An Example With Real Data

The code below produces a figure similar to that in the tcrdist manuscript, where the dominance of the TRBV29*01 is particularly evident.

1. Load the data from Dash et al. paper.
2. Use a mapper to convert vdjDB data to tcrdist2 input pd.DataFrame.
3. Subset the data to consider only mouse sequences specific to the ‘PA’

epitope.

import tcrdist as td
import pandas as pd
import numpy as np
import IPython

pd_df = pd.read_csv("vdjDB_PMID28636592.tsv", sep = "\t")       # 1
t_df = td.mappers.vdjdb_to_tcrdist2(pd_df = pd_df)              # 2

organism =  "MusMusculus"                                       # 3
epitope  =  "PA"

ind_org   = t_df.organism == organism
ind_epi   = t_df.epitope  == epitope

t_df_spec = t_df.loc[(ind_org)&(ind_epi),:]

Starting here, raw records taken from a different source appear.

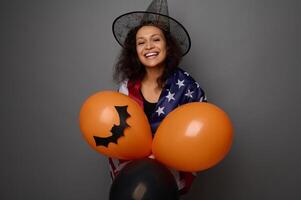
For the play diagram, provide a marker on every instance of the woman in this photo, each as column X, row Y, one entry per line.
column 153, row 45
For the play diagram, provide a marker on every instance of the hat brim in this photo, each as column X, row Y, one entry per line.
column 124, row 23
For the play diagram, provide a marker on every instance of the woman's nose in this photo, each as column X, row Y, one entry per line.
column 149, row 45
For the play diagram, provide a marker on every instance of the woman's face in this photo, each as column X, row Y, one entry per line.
column 151, row 46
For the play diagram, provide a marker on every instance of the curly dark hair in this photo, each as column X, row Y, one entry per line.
column 129, row 67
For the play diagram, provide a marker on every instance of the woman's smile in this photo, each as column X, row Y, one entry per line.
column 151, row 46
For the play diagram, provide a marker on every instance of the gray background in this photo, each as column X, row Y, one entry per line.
column 54, row 54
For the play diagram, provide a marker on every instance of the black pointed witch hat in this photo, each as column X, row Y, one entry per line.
column 157, row 14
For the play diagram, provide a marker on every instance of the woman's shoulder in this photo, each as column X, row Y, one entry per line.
column 123, row 87
column 181, row 75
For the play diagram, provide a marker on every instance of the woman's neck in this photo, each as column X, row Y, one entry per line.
column 151, row 76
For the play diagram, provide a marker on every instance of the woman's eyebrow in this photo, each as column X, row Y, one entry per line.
column 141, row 37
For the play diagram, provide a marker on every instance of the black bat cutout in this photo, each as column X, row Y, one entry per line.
column 117, row 131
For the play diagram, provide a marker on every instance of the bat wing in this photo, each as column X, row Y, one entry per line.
column 117, row 131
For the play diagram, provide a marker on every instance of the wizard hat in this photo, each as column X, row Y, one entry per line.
column 157, row 14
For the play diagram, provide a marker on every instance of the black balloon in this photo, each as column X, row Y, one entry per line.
column 144, row 179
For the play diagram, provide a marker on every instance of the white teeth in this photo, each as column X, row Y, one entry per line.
column 151, row 54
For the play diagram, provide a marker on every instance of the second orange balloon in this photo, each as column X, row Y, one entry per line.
column 193, row 137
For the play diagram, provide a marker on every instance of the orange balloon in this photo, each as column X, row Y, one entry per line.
column 115, row 125
column 193, row 137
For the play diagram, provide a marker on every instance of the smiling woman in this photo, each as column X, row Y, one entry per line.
column 148, row 69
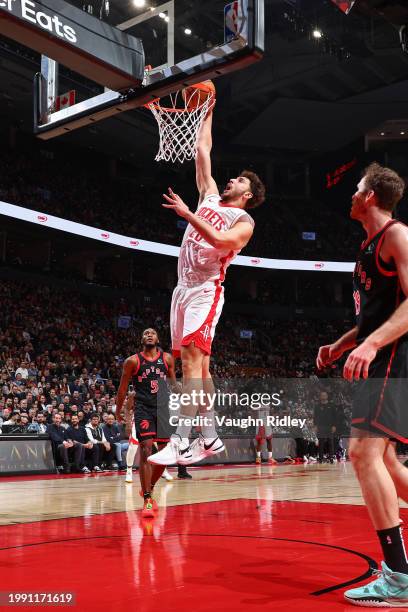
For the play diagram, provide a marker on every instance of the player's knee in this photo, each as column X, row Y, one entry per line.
column 391, row 460
column 146, row 448
column 191, row 365
column 363, row 451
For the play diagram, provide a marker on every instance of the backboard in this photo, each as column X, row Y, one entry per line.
column 184, row 41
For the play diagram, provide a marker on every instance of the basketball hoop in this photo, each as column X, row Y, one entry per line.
column 180, row 120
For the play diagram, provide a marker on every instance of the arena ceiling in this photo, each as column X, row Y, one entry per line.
column 307, row 94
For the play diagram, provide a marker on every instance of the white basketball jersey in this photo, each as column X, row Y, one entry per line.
column 199, row 262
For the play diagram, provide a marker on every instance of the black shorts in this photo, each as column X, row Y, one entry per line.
column 151, row 423
column 380, row 403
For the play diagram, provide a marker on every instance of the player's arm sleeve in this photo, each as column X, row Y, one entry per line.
column 205, row 183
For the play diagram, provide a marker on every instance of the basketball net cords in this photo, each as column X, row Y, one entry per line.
column 179, row 127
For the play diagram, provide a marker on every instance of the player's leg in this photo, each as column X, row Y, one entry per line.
column 271, row 460
column 367, row 454
column 260, row 440
column 145, row 475
column 131, row 454
column 194, row 318
column 397, row 471
column 158, row 470
column 208, row 443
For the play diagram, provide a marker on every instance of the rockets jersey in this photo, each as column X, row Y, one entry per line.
column 149, row 381
column 376, row 288
column 199, row 262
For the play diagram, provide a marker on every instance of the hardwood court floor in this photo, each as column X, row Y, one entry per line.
column 236, row 538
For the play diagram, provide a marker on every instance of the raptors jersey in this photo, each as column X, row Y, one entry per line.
column 377, row 291
column 149, row 381
column 199, row 262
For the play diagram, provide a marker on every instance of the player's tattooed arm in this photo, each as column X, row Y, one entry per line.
column 233, row 239
column 206, row 185
column 129, row 367
column 171, row 375
column 330, row 353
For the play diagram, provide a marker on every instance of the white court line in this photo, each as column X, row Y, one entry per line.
column 137, row 244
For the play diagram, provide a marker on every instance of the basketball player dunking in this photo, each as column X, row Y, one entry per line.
column 150, row 370
column 380, row 364
column 215, row 234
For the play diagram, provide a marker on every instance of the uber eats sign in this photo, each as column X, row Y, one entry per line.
column 45, row 20
column 76, row 39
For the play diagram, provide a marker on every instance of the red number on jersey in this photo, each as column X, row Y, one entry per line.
column 357, row 302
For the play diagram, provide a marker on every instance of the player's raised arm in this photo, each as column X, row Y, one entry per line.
column 129, row 367
column 171, row 374
column 206, row 185
column 233, row 239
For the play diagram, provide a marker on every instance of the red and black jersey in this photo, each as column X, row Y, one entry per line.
column 149, row 380
column 377, row 291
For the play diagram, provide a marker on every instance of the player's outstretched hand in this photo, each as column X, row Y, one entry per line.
column 176, row 203
column 327, row 355
column 358, row 362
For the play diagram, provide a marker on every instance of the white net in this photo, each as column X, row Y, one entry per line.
column 179, row 123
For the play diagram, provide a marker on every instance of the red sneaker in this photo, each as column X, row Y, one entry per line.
column 154, row 502
column 148, row 511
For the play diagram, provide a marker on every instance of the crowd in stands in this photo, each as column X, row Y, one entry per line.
column 65, row 188
column 61, row 355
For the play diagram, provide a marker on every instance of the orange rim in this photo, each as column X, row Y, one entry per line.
column 156, row 103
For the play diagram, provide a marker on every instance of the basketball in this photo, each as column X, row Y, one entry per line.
column 196, row 95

svg = td.plotting.plot_pairings(cell_df = t_df_spec,
                                cols = ['j_a_gene', 'v_a_gene',
                                        'v_b_gene', 'j_b_gene'],
                                count_col='count',
                                other_frequency_threshold = 0.01)
IPython.display.SVG(data=svg)